Avapritinib-induced photo-aggravated cutaneous reaction.

Introduction

Cutaneous phototoxicity is a nonimmunologic reaction resulting in direct cellular damage after sun exposure. This phenomenon occurs secondary to various drugs, including targeted oncologic therapies, in combination with UV-A or visible radiation. Currently, tyrosine kinase inhibitors are the treatment of choice for the majority of gastrointestinal stromal tumors (GISTs). Avapritinib, a type I tyrosine kinase inhibitors, was recently approved for patients with GISTs carrying the D842V mutation. To date, there is no documented literature on photosensitivity secondary to avapritinib. We report a case of phototoxic cutaneous eruption in a 56-year-old woman with a GIST on avapritinib.

Case report

A 56-year-old woman with Fitzpatrick skin type II and a history of a stage IV GIST presented with well-demarcated, edematous, brightly erythematous plaques with overlying ruptured bullae in photo-distributed areas on the bilateral shins (Fig 1, A-C). The rash initially appeared as a sunburn on the patient’s anterior shins and dorsal surface of her feet after prolonged sun exposure while she was wearing capri pants with the rest of her legs covered. Over the next 3 days, the rash worsened, with the development of bullae and pain.

Fig 1

Clinical images of phototoxic cutaneous eruption secondary to avapritinib treatment. Well-demarcated erythematous plaques on the bilateral anterior shins (A, B) and dorsal foot (C).

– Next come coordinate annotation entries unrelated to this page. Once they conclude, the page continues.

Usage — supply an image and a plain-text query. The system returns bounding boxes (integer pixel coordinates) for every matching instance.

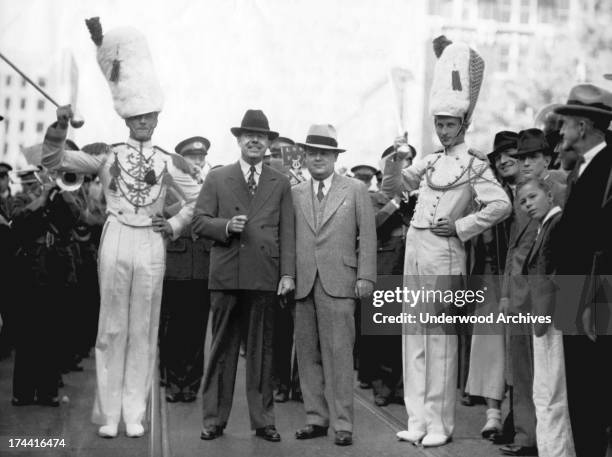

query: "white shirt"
[578,141,606,177]
[312,173,334,196]
[538,206,561,235]
[240,157,263,185]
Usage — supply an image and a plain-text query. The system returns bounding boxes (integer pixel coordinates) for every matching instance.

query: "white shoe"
[395,430,425,444]
[480,408,502,438]
[125,424,144,438]
[98,424,119,438]
[421,433,450,447]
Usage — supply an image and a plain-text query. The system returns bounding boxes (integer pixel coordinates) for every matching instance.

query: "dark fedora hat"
[174,136,210,155]
[230,109,278,141]
[510,129,552,157]
[555,84,612,119]
[487,130,518,159]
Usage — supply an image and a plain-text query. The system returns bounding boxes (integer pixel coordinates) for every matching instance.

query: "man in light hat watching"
[159,136,212,403]
[383,36,511,446]
[193,110,295,441]
[42,18,200,438]
[292,125,376,446]
[555,84,612,457]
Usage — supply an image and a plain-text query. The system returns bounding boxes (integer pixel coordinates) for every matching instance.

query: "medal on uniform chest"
[108,144,170,212]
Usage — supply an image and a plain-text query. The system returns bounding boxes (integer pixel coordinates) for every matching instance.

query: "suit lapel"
[243,165,278,216]
[298,179,316,232]
[319,173,348,230]
[227,162,251,208]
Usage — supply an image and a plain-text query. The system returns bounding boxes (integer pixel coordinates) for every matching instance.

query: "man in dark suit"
[193,110,295,441]
[292,125,376,446]
[556,84,612,457]
[159,136,212,403]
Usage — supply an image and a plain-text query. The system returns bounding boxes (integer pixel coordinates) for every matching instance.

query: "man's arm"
[455,161,512,242]
[163,157,201,239]
[279,179,295,278]
[41,106,106,174]
[192,170,230,243]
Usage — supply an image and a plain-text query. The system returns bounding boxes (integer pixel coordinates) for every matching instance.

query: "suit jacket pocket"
[342,255,357,268]
[166,238,187,252]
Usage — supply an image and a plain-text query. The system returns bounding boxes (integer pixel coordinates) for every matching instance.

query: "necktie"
[247,165,257,196]
[317,181,325,201]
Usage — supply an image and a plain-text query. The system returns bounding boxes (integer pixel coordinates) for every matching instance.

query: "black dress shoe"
[499,444,538,456]
[295,425,327,440]
[11,397,34,406]
[374,395,389,406]
[255,425,280,442]
[487,432,514,444]
[334,431,353,446]
[166,392,182,403]
[200,425,223,440]
[274,388,289,403]
[181,392,197,403]
[36,397,59,407]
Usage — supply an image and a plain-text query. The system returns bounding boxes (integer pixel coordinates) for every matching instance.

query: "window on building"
[538,0,570,23]
[429,0,454,17]
[498,43,510,73]
[519,0,531,24]
[478,0,512,22]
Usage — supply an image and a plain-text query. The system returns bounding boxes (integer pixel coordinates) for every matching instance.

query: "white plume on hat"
[429,35,484,124]
[85,18,164,119]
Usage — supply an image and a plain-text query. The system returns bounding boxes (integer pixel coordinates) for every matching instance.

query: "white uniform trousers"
[402,226,465,436]
[92,216,166,424]
[533,325,576,457]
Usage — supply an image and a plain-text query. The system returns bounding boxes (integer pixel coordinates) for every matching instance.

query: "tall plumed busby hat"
[85,17,164,119]
[429,35,485,125]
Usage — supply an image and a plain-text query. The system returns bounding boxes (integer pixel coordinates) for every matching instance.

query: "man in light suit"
[292,125,376,446]
[193,110,295,441]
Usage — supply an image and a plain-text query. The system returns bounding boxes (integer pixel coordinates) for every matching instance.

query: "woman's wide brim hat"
[230,109,278,141]
[296,124,346,152]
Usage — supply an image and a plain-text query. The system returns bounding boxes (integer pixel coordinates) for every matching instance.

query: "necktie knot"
[247,165,257,195]
[317,181,325,201]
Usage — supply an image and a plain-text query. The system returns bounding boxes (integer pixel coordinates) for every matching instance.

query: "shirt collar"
[312,173,334,192]
[540,206,561,227]
[579,141,606,172]
[239,157,263,176]
[127,138,153,149]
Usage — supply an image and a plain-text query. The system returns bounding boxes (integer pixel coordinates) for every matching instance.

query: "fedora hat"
[510,129,552,157]
[487,130,518,159]
[555,84,612,119]
[297,124,346,152]
[230,109,278,141]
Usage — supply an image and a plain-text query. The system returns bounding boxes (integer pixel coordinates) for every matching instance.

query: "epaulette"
[468,148,487,162]
[153,146,198,178]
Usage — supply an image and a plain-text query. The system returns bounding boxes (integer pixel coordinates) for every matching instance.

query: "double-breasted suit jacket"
[292,174,376,300]
[193,162,295,291]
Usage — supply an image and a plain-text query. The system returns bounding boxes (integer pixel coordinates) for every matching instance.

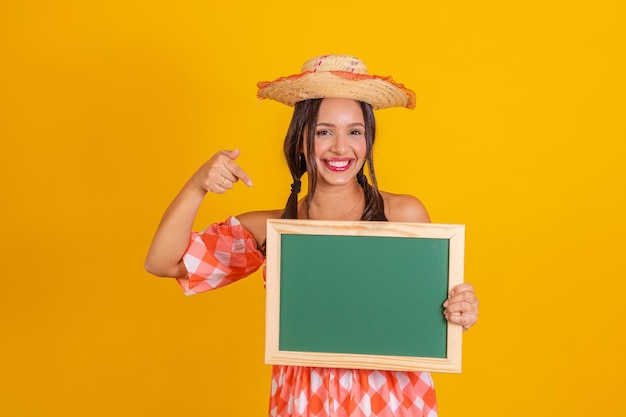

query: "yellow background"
[0,0,626,417]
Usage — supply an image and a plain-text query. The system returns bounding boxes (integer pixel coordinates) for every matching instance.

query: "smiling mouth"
[322,159,354,172]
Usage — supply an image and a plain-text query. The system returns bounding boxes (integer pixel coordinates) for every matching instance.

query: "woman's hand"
[145,149,252,277]
[443,284,479,330]
[191,149,252,194]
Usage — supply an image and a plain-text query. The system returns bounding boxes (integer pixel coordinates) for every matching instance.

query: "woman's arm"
[145,149,252,278]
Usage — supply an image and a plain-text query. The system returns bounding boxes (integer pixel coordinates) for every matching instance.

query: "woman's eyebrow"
[315,122,365,127]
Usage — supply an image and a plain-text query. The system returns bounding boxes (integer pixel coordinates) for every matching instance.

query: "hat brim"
[257,71,415,110]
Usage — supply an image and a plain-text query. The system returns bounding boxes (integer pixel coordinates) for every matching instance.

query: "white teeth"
[326,161,350,168]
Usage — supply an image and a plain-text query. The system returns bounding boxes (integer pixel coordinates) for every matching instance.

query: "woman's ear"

Oral avapritinib (300 mg) daily for the patient's GIST was initiated 5 months prior to presentation. Her prior treatment history for her GIST included trials of imatinib, sunitinib, and regorafenib.

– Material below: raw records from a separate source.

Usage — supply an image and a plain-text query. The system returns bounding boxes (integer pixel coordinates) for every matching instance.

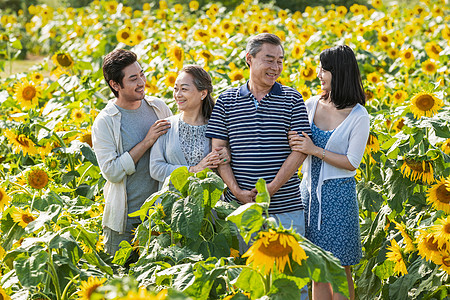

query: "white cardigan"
[302,96,370,230]
[150,114,211,188]
[92,96,172,233]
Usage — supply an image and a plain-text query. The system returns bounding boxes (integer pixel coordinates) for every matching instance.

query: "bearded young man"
[92,49,172,255]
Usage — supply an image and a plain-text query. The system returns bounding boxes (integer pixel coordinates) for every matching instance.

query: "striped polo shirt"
[206,82,311,214]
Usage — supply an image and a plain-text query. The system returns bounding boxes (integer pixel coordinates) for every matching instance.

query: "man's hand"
[252,182,277,197]
[233,189,257,204]
[213,147,230,165]
[144,120,170,148]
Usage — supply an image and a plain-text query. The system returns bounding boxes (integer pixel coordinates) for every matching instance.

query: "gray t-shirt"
[116,100,158,219]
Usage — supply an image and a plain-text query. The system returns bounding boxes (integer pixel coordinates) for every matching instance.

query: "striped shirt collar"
[239,81,283,97]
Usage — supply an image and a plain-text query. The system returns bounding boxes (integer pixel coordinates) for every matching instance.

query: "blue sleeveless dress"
[300,123,362,266]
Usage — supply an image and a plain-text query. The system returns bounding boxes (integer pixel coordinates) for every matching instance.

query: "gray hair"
[245,33,284,57]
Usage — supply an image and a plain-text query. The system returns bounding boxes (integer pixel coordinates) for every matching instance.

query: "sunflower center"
[260,239,292,257]
[426,237,439,251]
[234,74,244,81]
[56,54,72,67]
[303,68,313,77]
[175,49,183,61]
[22,85,36,101]
[406,159,430,173]
[442,256,450,267]
[436,184,450,204]
[16,134,30,147]
[22,214,34,224]
[416,95,434,111]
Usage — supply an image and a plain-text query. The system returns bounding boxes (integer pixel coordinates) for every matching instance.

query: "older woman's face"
[173,72,206,111]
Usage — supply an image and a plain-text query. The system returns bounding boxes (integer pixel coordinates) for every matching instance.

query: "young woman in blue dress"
[289,46,370,299]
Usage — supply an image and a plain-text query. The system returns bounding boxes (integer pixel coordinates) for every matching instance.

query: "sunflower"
[300,64,317,81]
[441,139,450,155]
[400,158,434,184]
[425,42,442,60]
[427,177,450,214]
[387,48,398,59]
[431,216,450,249]
[367,72,380,84]
[30,72,44,84]
[70,108,86,124]
[291,43,305,59]
[220,20,234,34]
[167,45,184,69]
[104,1,118,15]
[298,85,312,101]
[77,276,106,300]
[410,92,444,118]
[228,69,244,82]
[3,129,37,155]
[230,248,240,258]
[52,52,74,69]
[14,79,41,108]
[95,235,105,252]
[400,48,415,67]
[11,208,35,228]
[0,188,11,212]
[417,230,440,263]
[0,286,11,300]
[437,253,450,274]
[133,29,145,45]
[242,229,308,275]
[27,168,49,190]
[393,221,416,253]
[45,156,59,171]
[386,239,408,276]
[392,118,405,132]
[164,72,178,86]
[116,27,132,45]
[194,29,210,44]
[366,133,380,153]
[441,25,450,41]
[391,90,408,104]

After the appearance of bullae, the patient presented to the emergency department and was discharged with cephalexin for 7 days in suspicion of possible cellulitis. She returned to the emergency department the next day with confusion, lethargy, worsening bilateral lower-extremity edema, and pain and was found to be febrile, hypoxic, and hemodynamically unstable. Blood cultures were drawn in the emergency department for possible hospital-acquired pneumonia and/or sepsis, and the patient was started on piperacillin/tazobactam. The patient was admitted and required 1 to 4 L of oxygen via a nasal cannula. Her chest X-ray imaging showed bilateral pulmonary infiltrates and small bilateral pleural effusions. Diuresis and diagnostic and therapeutic thoracentesis did not show any infection or malignancy. For the new-onset rash on her shins, dermatology was consulted. A punch biopsy of the right lower extremity was performed (Fig 2, A and B) and demonstrated marked papillary dermal edema and mixed inflammation with rare dyskeratotic keratinocytes.

Fig 2

Photomicrographs of papillary dermal edema and mixed inflammation secondary to avapritinib treatment. A, Histopathology demonstrates a basketweave stratum corneum above an effaced epidermis with vacuolar interface alteration and rare dyskeratotic keratinocytes in the midspinous layer, basal layer, and follicular interface. No sunburn cells or outer epidermal necrosis are present (H&E, ×20). B, There is massive papillary dermal edema with erythrocyte extravasation, and a moderately dense perivascular and perifollicular lymphohistiocytic infiltrate with a few admixed neutrophils (H&E, ×50).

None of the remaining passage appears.